# Lab 10 Practice: Inference for quantitative data

## Reminder - working with notebooks

#### 1) It is important to save your work, exit the notebook, and logout of syzygy whenever you are finished working on the notebook for that session. Simply closing the window in which you are working will leave the notebook running which can produce some minor problems when you next try to log in to resume working on the notebook.

- **Select File > Save Notebook or select the Save icon above to save your work.**
- **To exit the notebook, select File > Close and Shutdown Notebook.**
- **Select File > Log Out.**


#### 2) When you resume your work on a notebook, your previous work/output may still be displayed, but none of your previous work is maintained in memory accessible by the notebook. In particular, you will need to load the dataset again in order to continue working with the data. One easy way to refresh your notebook is to go to the notebook cell where you left off and do the following.

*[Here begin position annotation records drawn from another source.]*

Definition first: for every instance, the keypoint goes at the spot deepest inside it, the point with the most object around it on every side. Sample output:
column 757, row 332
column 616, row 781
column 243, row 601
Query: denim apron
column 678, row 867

- **Select Kernel > Restart Kernel and Run up to Selected Cell.**
#### This will run all of the code in your notebook up to the selected cell.

## Objectives
The objectives of this tutorial/lab are to explore inference procedures such as confidence intervals and hypothesis tests. The R function `inference` will be used to construct the confidence intervals and perform the hypothesis tests. The emphasis in this lab will be on the sample mean and population mean.

* Numerical summaries of quantitative variables
* Graphical summaries of quantitative variables
* Confidence interval for population mean  
* Hypothesis test for population mean  
---

## Load Data: 

In [None]:
download.file("http://www.openintro.org/data/rda/acs12.rda", destfile = "acs12.rda")
load("acs12.rda")

The `download.file` and `load` functions are used to import the dataset that will be used in the tutorial. The data that is available to you is called `acs12`.

In [None]:
source("inference_1770.R")

In addition to loading the data, you must also load the `inference_1770.R` file. This will allow you to use the `inference` function for confidence intervals and hypothesis tests.

## Data Information:

### Data Set:

Today we will be using data from the 2012 American Community Survey. Every year the U.S. Census Bureau contacts over 3.5 million households to participate in the American Community Survey (ACS). The survey provides vital information on a yearly basis about the United States and its people. Information from the survey generates data that help determine how more than $675 billion in federal and state funds are distributed each year. 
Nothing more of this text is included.